Millions of adults watch beefy men attack each other every weekend on the football field or the hockey rink. A hockey game without a fight is not worth watching. For the younger generation, there are computer games where people massacre each other with a oversized automatic weapons in rivers of blood. For everyone there are violent computer dramas.
There are other generalizations about America we could cite here. But it is not at all clear what, if anything, they explain. Do children who play violent computer games grow up to be violent adults? Do fans of football and ice hockey commit more violent crimes? We possess no unambiguous evidence on these questions.
The English have many sins on their conscience in their long history of colonialism beginning with the ravaging of Ireland to their Indian Empire and domination of Africa. Their murder rate is a third of ours. Germany has a bloody past. Our murder rate is four times the murder rate in Germany. There is no simple and clear connection between historical sins and current gun violence.
We need to admit that we do not understand the origins of all this violence in our country.
It is not too difficult, to say, however, what we should be doing to reduce violence in the future. We must recognize it, resist it, and replace it by nonviolent means, wherever possible. We must teach our children to avoid being violent; that there are other ways for solving conflicts and we must teach our children how to excel in those. We must learn how to avoid being violent ourselves as we teach our children.

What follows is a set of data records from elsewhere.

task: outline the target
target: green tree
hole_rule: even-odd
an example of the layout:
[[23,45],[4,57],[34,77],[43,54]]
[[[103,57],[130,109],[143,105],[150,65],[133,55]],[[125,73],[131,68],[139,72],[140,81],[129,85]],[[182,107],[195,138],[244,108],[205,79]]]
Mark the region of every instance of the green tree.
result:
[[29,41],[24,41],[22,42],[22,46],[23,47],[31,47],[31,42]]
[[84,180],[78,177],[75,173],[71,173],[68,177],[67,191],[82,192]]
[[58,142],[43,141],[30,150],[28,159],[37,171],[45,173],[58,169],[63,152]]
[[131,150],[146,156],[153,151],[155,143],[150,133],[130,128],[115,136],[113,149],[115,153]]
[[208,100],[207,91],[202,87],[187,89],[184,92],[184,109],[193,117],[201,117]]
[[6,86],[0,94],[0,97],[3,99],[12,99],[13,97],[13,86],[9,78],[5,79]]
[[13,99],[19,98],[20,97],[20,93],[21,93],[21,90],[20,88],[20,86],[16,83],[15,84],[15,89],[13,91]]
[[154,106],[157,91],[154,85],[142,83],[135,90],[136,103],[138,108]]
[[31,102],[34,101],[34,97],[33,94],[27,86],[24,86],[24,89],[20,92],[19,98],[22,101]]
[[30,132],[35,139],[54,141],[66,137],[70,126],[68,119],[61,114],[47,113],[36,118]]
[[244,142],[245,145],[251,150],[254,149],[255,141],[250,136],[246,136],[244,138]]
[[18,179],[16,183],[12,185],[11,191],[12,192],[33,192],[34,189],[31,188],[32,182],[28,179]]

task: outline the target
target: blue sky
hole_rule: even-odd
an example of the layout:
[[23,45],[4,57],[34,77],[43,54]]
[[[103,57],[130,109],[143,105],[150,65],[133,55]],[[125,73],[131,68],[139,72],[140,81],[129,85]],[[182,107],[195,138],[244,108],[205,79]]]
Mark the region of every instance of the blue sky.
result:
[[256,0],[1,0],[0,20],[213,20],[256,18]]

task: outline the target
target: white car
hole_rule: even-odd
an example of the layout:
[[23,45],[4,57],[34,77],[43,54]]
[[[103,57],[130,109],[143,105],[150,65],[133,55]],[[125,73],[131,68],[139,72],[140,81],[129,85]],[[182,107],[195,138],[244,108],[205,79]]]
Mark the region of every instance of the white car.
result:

But we must teach non-violence the right way. School children who, today, are disrespectful to adults, who bully other children, or who get into fights are likely to be called into the office of the principal, the guidance counselor, the coach to be yelled at and threatened with punishment. That child learns that violence is acceptable as long as the violent one has permission. They will conclude that they too can be violent if they become teachers or principals, or, failing that, . . . . . . procure a gun. Our schools actually teach violence.
But they do not have to do that. Many schools have chosen a different path. They teach some of the students to be peer-counselors. These young mediators can, in many situations, defuse conflicts that arise in the school by helping their fellow students to talk out their difficulties instead of threatening physical confrontations. Similarly schools talk to young men about how being a man does not consist of bullying women. Young women have opportunities to reflect about their growing up into being women. Gay-straight alliances strive to gain acceptance for everyone instead of having gay men and lesbian women fall victim to bullying. There are many similar projects for teaching non-violence.
Non-violent techniques of resistance have a long and venerable history dating back at least to 16th century England and beyond. Over the years groups have developed many different methods of withholding supports from their rulers who acted against their people. Think of the women agitating for the vote who chained themselves to the fence of the White House, of the Montgomery bus boycott, of widespread refusal by workers to work, or to leave their factories. Our children need to learn the history of struggles that were not violent. More importantly, they must be taught how to avoid violence and be encouraged to make peace.
This is a long path but it is the only one we have to stem to rising tide of violence.